When Don Lyons was a kid, he wanted to be a baseball player, a firefighter and a teacher.
Lofty dreams indeed, but Lyons became all three. He played minor league baseball in the Los Angeles Angels farm system, was a firefighter for the San Francisco Fire Department and taught English at Sonoma Valley High for more than a decade. And for the last 18 years he was the Sonoma Valley High Dragon baseball coach.
But for the past two years, he waged a gallant fight against cancer, a fight that he lost last Friday morning, Oct. 20. He was 63.
Don Lyons was born Oct. 7, 1954, in San Francisco, the third of four brothers.
He went to Riordan High School in San Francisco where he was cut from the freshman baseball team. The next year, as a sophomore, not only did he make the varsity, he was a three-year starter at first base and was drafted by the Baltimore Orioles in 1972. He didn’t sign, and instead headed to CCSF where after a year, he was drafted again by the Orioles and the Oakland A’s in two separate drafts in 1973.
Lyons again declined to sign and headed to Gonzaga University in Spokane, Washington, on a full-ride baseball scholarship. Along the way, he was accorded various honors and was the Northern Pacific Conference Player of the Year in 1976.
In 1976, he was drafted by the California Angels and spent three years in their farm system playing in Salinas, California; Idaho Falls, Idaho; and El Paso, Texas. It was while he was playing in the minors that he met and became friends with current Chicago Cubs manager Joe Maddon.

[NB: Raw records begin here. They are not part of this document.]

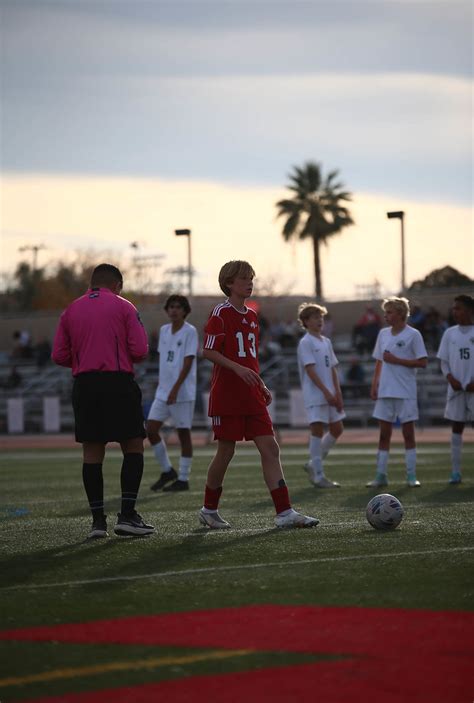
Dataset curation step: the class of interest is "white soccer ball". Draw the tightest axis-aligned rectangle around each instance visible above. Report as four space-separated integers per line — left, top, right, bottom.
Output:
366 493 403 530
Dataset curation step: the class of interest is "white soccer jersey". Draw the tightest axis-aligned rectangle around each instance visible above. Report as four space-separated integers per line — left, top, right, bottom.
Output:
373 325 428 399
298 332 338 408
437 325 474 398
155 322 198 403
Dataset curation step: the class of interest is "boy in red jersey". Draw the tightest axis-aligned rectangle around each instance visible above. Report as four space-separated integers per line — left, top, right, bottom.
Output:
199 261 319 529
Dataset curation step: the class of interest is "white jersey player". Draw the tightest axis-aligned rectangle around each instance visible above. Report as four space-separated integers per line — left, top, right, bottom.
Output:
367 297 428 488
146 295 198 491
297 303 345 488
437 295 474 484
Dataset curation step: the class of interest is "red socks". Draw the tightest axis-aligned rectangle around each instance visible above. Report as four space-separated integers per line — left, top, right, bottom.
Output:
204 485 222 510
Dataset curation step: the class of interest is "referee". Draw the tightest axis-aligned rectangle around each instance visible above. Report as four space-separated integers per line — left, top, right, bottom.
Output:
52 264 155 539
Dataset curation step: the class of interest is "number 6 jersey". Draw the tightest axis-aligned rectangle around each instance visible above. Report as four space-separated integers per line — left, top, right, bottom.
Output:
203 301 266 417
437 325 474 398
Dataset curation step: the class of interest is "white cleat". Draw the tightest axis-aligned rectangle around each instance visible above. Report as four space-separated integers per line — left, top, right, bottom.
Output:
313 476 341 488
275 508 319 529
199 508 230 530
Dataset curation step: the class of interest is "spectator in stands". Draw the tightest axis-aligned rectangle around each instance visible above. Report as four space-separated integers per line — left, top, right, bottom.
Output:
424 307 447 350
52 264 155 539
352 305 382 354
3 366 23 390
343 357 368 398
408 305 426 338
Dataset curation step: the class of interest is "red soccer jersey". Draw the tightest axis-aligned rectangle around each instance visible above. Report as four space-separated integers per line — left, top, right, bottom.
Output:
203 301 267 417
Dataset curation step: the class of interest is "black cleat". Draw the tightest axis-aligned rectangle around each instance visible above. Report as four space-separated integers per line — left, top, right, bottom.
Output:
87 515 109 539
150 468 178 491
163 479 189 493
114 512 155 537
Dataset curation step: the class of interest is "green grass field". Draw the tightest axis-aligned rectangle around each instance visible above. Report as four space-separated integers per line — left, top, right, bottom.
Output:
0 444 474 703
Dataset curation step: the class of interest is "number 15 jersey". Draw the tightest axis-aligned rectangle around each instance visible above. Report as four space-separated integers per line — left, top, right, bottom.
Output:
203 301 266 417
437 325 474 398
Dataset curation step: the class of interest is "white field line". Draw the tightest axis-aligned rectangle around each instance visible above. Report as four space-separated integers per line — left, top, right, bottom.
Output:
0 442 474 464
0 547 474 592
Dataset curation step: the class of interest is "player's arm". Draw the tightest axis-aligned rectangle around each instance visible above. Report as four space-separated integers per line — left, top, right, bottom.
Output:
304 364 336 406
383 351 428 369
126 303 148 361
331 366 344 413
441 359 462 391
202 349 265 389
370 359 382 400
166 356 194 405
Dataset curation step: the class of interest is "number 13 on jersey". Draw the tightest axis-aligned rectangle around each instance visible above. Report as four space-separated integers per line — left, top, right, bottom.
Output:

Last year, in the fifth game of the World Series, the action was stopped for baseball’s annual Stand Up to Cancer.
All of the fans, the players and the umpires were given cards ahead of time that they could fill in the name of someone to honor.
The television cameras panned around the stadium stopping on various players and spectators
Cubs’ Manager Maddon was shown holding a sign that simply said, “Doc,” which was Lyons’ nickname when the two of them played together.
“I didn’t know he was going to do that,” Lyons said at the time. “We were watching and my son Travis, said, ‘I think he means you.’”
Lyons was released by the Angels in the fall of 1978, and went to spring training the next year where he ran into a brick wall, injuring himself and ending his baseball career.
In 1979, he joined the San Francisco Fire Department, following in his father’s footsteps. His father, who was a captain in the fire department, died when Don was 13. While he was a firefighter, Don wore his late-father’s badge.
But Don Lyons had baseball in his blood. He played on various fire department softball teams including the department’s first co-ed team.
Being a firefighter takes a toll on one’s body and Lyons ended up having nine knee surgeries before hanging up his turnouts.
From 1992 to 1994, he was a volunteer freshman baseball coach for Sonoma Valley High and became head coach of the junior varsity from 1995 to 1999. And in 1999, he became head coach of the Dragon varsity baseball team, a team he coached until he stepped down this past June.